The most closely watched rivalries in any sport are those with some history behind them. India vs Pakistan in cricket, Real vs Barca in football, and Lewis Hamilton vs Max Verstappen in Formula 1, to name just a few.
Perhaps one of the more defining but comparatively less talked-about rivalries in cricket has been South Africa vs Australia. It has two of the most crucial elements of a rivalry: both teams are very good, and they truly disliked each other at one point—cue, Australia’s Cape Town ball-tampering row.
Now there may not be an almost militaristic jingoism that one associates with an India vs Pakistan match, but South Africa facing Australia in a World Cup still carries emotional baggage and enough needle to keep fans on the edge of their seats.
Former South African pacer Allan Donald, in an interview with the BBC recently, said about the 1999 World Cup semifinal between the two teams in Birmingham: “Her head in her hands, she was weeping (in the stands).
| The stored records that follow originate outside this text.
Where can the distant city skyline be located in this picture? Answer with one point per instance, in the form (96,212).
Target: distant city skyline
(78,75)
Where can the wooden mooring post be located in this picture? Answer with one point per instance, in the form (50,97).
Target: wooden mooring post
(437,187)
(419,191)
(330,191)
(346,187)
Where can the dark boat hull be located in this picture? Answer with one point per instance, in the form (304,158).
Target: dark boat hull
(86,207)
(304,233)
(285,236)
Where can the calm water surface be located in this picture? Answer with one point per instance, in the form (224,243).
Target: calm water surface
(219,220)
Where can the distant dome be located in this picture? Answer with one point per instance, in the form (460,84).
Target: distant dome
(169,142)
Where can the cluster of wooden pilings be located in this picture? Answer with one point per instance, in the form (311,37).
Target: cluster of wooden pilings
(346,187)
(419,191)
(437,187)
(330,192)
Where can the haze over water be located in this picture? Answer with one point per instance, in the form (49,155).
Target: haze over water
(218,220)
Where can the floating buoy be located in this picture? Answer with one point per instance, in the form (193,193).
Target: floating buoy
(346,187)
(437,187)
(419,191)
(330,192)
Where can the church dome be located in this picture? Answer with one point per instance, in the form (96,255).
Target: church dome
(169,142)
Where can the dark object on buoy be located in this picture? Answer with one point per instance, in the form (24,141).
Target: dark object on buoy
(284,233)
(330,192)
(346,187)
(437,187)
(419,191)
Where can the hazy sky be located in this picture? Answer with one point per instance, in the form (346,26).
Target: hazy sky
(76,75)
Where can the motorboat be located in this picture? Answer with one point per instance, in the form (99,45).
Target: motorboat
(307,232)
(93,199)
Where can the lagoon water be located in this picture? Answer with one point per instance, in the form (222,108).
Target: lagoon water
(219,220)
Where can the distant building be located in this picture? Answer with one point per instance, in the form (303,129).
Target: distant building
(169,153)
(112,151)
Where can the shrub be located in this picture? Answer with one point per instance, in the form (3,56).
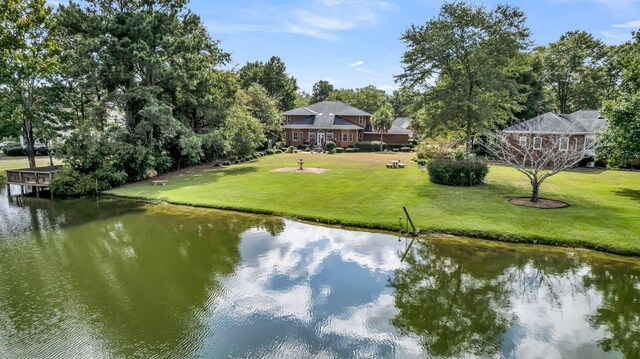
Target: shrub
(330,146)
(370,146)
(451,172)
(14,150)
(439,147)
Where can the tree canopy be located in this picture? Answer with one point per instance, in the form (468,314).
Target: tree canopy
(465,61)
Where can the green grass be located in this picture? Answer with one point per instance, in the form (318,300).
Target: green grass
(358,190)
(10,163)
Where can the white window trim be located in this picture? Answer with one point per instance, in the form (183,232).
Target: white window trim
(534,143)
(522,141)
(566,148)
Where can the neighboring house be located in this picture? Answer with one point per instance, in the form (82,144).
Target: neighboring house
(338,122)
(579,127)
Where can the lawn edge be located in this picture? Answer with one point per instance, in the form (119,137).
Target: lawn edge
(470,233)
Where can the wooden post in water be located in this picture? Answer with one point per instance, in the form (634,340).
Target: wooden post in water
(409,219)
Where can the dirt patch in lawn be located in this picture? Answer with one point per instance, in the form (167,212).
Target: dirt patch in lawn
(298,170)
(542,203)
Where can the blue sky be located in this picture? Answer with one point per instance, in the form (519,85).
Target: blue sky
(355,43)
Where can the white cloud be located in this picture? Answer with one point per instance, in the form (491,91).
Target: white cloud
(629,25)
(324,19)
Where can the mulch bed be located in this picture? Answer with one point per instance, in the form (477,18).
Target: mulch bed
(542,203)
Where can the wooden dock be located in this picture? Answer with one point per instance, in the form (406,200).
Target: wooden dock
(37,179)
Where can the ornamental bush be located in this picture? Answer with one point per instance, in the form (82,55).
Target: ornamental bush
(330,146)
(452,172)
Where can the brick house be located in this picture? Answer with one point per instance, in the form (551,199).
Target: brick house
(338,122)
(575,131)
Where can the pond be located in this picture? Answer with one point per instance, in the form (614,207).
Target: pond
(113,278)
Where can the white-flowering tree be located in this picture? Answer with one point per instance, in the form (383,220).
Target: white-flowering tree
(538,156)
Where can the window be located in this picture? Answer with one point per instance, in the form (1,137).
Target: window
(564,144)
(588,142)
(522,141)
(537,143)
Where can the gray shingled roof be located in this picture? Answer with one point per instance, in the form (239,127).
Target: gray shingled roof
(551,122)
(325,115)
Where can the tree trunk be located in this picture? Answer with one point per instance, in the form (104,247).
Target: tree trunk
(27,133)
(468,141)
(534,191)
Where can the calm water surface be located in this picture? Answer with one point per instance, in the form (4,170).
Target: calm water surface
(112,278)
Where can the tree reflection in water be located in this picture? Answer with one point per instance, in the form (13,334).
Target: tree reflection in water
(455,313)
(479,299)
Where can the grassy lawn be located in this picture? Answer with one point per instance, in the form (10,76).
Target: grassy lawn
(359,190)
(9,163)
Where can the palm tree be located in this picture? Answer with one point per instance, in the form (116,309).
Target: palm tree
(382,120)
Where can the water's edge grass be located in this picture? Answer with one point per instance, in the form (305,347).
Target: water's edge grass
(478,234)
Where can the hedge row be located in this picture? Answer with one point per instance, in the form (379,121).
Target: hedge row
(457,172)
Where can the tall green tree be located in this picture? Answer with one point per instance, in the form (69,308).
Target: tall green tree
(619,140)
(382,120)
(368,98)
(403,101)
(28,64)
(321,90)
(272,75)
(153,63)
(465,61)
(577,68)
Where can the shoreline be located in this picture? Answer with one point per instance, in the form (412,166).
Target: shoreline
(474,234)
I remember being dragged off the field by security guards. My legs were like jelly; I could barely walk. All I kept thinking was, ‘I let this little girl down’.”
It is a comment not just on the excellence and the expectation that came with that game but also on the pressure and the way that meeting appeared to end eras, epochs defined in a day, and on the impossibility of ever living up to the hype. “The 1999 World Cup one—it’s kind of folklore, isn’t it?,” said Aussie skipper Pat Cummins on the eve of his team’s semifinal against South Africa. “So, I’ve seen that replay heaps of times; you hear the stories. Yeah, mainly just that last ball and last over; I’ve seen that heap of times.”
The match seesawed one way and then the other until Lance Klusener crashed two consecutive fours in the final over to take the score level with just a wicket left. All Donald, at the non-striker’s end, had to do was complete a single. He couldn’t, and the match ended in a tie.
At the time, it was only the 15th tied ODI and the first in a World Cup. Australia advanced to the final by virtue of its superior net run rate, where it beat Pakistan to start a winning streak that would span three World Cup titles (1999, 2003, and 2007). Along the way, in the 2007 World Cup semifinal against Australia, Jacques Kallis would fall to Glenn McGrath in the sixth over—one of five South Africa wickets in a skittish first 10 overs—to further perpetuate a fate smeared with heartaches and near-misses.
This year’s Cricket World Cup semifinal comes at an interesting time in the landscape of South African sports. It reaffirmed its status last month as one of the most successful teams in the Rugby World Cup’s relatively brief history, claiming its second consecutive crown and fourth overall.
“To a large degree, we look at them in awe, the Springboks, and how they’ve gone about their back-to-back wins within the World Cup. Obviously, the way they won it this year with the knockout games being quite close, and again, how that resilience and that do-or-die attitude came through,” South Africa captain Temba Bavuma said. “That’s what we’ve been speaking about as a team: when the crunch moment comes, when the pressure moments come, we come together as a team, and we find a way to get over the line.”
Meanwhile, it has been 33 years since South Africa was readmitted into international cricket after a two-decade isolation imposed on the apartheid state, but the wait for silverware continues for this nation of close to 60 million.
Allan Donald and Sachin Tendulkar shared the Player-of-the-Match trophy in South Africa’s first international match after readmission, here at the Eden Gardens in Calcutta in 1991. Interestingly, the series occurred just before India’s planned tour to Australia. Shortly after the last game in Delhi, the Indian team departed for Down Under.
“We had been told India truly loved their cricket, but we had no way of being able to comprehend it without seeing it for ourselves,” wrote Mike Procter, coach of that South African team, in his autobiography Caught In The Middle.
Come Thursday, Bavuma’s men would hope to move a step closer to a golden chapter in the history of South African cricket at a venue where the country was once welcomed back into the sport with love and hospitality.